Last year, dashcam video caught Kingston Crowell and Marion County Sheriff’s Deputy Jeremie Nix saving the life of a three-month old baby who was choking.
Then there was the footage released in 2017 by the Savannah-Chatham Metropolitan Police Department in Georgia that shows Officer William Eng taking a one-month old baby who was not breathing into his arms and administering chest compressions, until she let out a cry and started breathing.
Since 2015, when President Obama pledged funding for a nationwide program to equip police departments with body cameras, research has shown some interesting facts, Including:
- Police leadership organizations have publicly supported the use of body worn cameras
- Resident advocacy and human rights groups embrace the use of cameras
- Cameras can lead to reductions in police use of force and resident complaints
- Cameras generate valuable evidence
- Limitations affect the likelihood that cameras will capture a complete visual and audio record of what has transpired.

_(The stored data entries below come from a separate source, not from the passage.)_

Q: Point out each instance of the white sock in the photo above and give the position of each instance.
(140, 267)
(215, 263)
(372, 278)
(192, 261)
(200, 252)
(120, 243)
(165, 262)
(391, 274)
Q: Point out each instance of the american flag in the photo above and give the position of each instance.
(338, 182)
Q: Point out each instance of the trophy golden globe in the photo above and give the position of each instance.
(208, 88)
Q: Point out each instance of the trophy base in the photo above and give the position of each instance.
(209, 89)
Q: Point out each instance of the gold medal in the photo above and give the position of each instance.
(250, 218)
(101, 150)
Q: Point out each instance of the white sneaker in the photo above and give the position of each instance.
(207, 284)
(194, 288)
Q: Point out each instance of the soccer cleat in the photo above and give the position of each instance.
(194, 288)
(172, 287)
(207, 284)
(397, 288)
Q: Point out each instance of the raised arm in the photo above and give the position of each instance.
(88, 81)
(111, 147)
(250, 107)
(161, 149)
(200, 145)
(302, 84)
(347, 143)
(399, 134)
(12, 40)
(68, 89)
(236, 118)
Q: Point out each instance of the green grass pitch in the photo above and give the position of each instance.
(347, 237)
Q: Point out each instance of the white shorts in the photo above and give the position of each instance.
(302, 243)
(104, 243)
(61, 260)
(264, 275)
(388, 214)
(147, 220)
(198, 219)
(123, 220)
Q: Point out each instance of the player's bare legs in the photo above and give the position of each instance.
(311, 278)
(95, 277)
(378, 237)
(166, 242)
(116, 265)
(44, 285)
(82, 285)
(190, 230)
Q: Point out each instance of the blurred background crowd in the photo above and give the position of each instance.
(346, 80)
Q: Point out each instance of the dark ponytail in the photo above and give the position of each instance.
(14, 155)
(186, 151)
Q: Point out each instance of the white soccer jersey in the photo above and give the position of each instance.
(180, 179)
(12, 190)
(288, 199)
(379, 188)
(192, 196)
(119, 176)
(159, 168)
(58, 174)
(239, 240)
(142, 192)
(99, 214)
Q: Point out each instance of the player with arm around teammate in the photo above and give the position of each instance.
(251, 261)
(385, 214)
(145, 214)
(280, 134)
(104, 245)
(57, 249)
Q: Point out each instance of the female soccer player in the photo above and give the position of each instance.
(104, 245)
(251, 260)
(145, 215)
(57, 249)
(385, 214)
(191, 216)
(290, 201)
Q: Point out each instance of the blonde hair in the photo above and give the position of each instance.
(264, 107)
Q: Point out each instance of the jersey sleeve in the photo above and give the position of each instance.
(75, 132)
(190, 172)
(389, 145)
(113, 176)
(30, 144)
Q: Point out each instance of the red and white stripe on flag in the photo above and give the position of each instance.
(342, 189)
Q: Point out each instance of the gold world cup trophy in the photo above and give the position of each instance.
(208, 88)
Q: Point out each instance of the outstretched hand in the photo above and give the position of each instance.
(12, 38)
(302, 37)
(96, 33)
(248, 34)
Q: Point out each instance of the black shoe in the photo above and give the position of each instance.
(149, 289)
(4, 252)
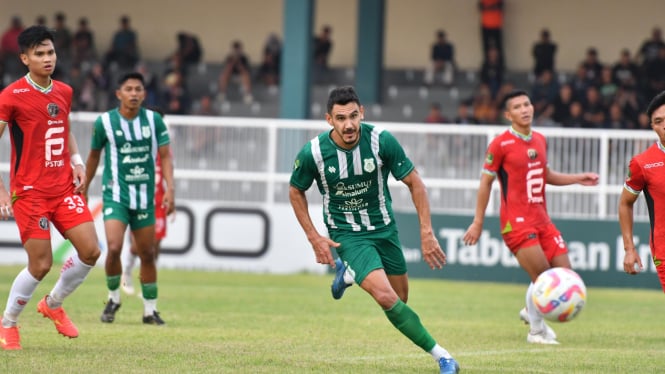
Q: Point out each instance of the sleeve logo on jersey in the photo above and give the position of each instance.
(53, 109)
(369, 165)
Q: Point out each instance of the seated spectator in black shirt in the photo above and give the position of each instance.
(543, 54)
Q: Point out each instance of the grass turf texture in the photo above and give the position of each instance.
(247, 323)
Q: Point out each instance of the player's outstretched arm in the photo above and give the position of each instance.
(430, 247)
(320, 244)
(472, 233)
(632, 263)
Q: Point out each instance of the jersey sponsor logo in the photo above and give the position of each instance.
(53, 109)
(127, 148)
(654, 165)
(369, 165)
(489, 159)
(135, 160)
(43, 223)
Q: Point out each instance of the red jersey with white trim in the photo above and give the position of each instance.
(646, 173)
(38, 120)
(520, 165)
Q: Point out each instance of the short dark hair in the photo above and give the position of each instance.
(133, 75)
(342, 96)
(33, 36)
(656, 103)
(513, 94)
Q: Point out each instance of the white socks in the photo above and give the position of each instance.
(20, 294)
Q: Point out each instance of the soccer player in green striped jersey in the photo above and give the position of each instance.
(351, 164)
(131, 136)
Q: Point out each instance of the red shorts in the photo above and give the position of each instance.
(160, 221)
(33, 214)
(547, 236)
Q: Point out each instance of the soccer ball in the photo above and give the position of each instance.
(559, 294)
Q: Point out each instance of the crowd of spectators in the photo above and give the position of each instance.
(599, 94)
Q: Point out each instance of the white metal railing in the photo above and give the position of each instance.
(248, 161)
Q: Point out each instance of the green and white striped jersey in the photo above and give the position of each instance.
(353, 183)
(130, 148)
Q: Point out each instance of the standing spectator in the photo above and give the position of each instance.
(544, 52)
(189, 49)
(464, 115)
(435, 115)
(561, 104)
(491, 73)
(625, 72)
(491, 24)
(322, 47)
(63, 38)
(594, 110)
(84, 49)
(649, 49)
(236, 65)
(124, 50)
(9, 48)
(593, 67)
(442, 57)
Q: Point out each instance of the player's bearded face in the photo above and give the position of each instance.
(40, 59)
(345, 120)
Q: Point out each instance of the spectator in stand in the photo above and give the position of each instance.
(84, 50)
(575, 117)
(9, 49)
(443, 61)
(189, 49)
(560, 107)
(579, 83)
(543, 92)
(124, 50)
(236, 65)
(654, 74)
(625, 72)
(435, 115)
(491, 73)
(544, 52)
(593, 66)
(649, 49)
(608, 87)
(594, 110)
(63, 39)
(464, 115)
(491, 27)
(322, 47)
(616, 120)
(630, 103)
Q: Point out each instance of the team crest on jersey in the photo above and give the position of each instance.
(145, 131)
(369, 165)
(53, 109)
(43, 223)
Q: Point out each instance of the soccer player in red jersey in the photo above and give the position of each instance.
(518, 158)
(46, 177)
(646, 172)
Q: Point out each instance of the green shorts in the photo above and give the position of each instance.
(364, 252)
(135, 218)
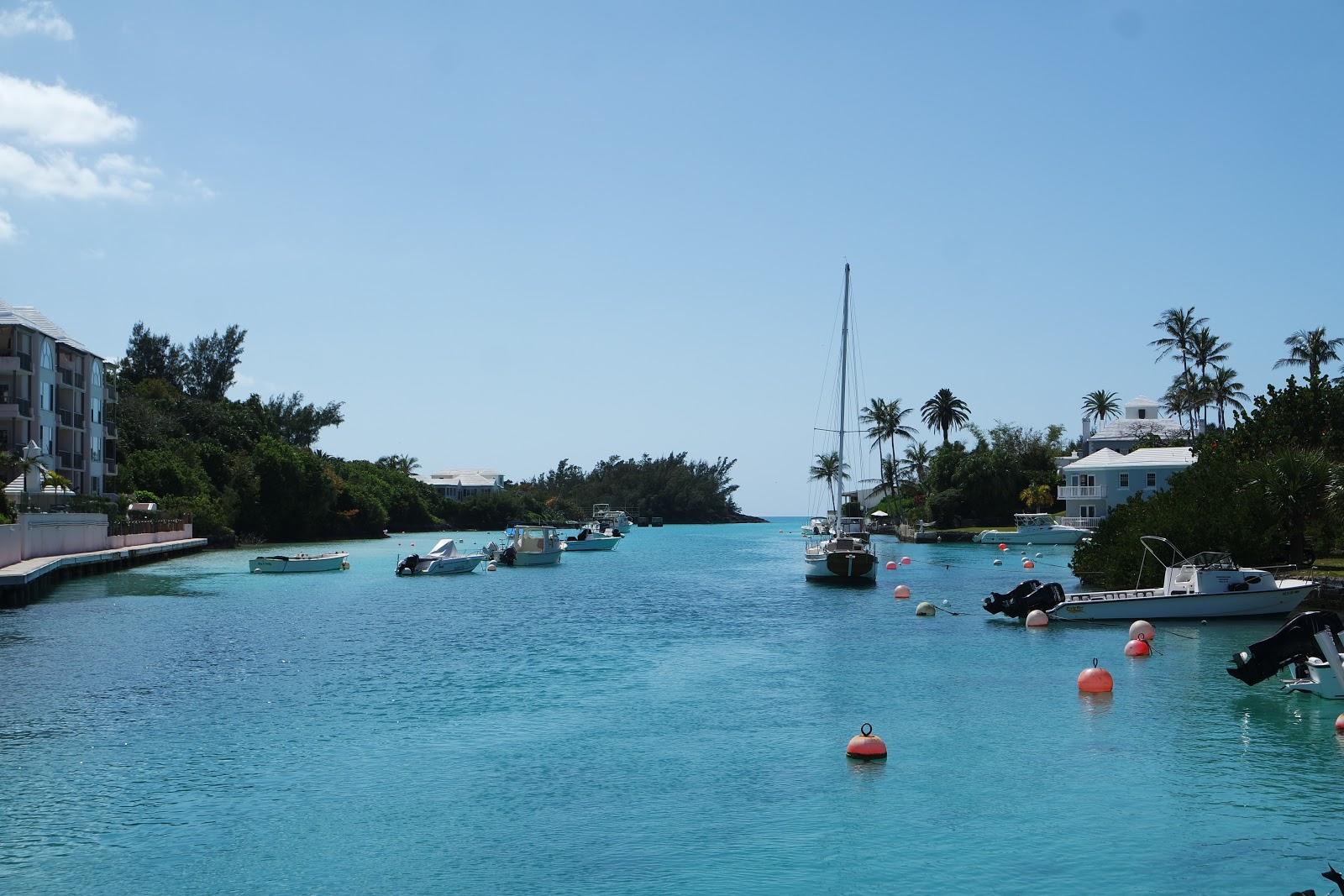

That said, we need to be realistic about what body and dash cameras can and cannot do.
And we need to change the narrative to include the fact that body and dash cameras can also capture the heroic efforts of our law enforcement officers. I am sure that officers Eng, Nix, and Kimbro are just a few of our dedicated law enforcement officers who have been caught in the act of doing heroic deeds.
I wonder what we would find, if we reviewed all of the police video footage ever collected – more officers doing the wrong thing or more officers doing the right thing?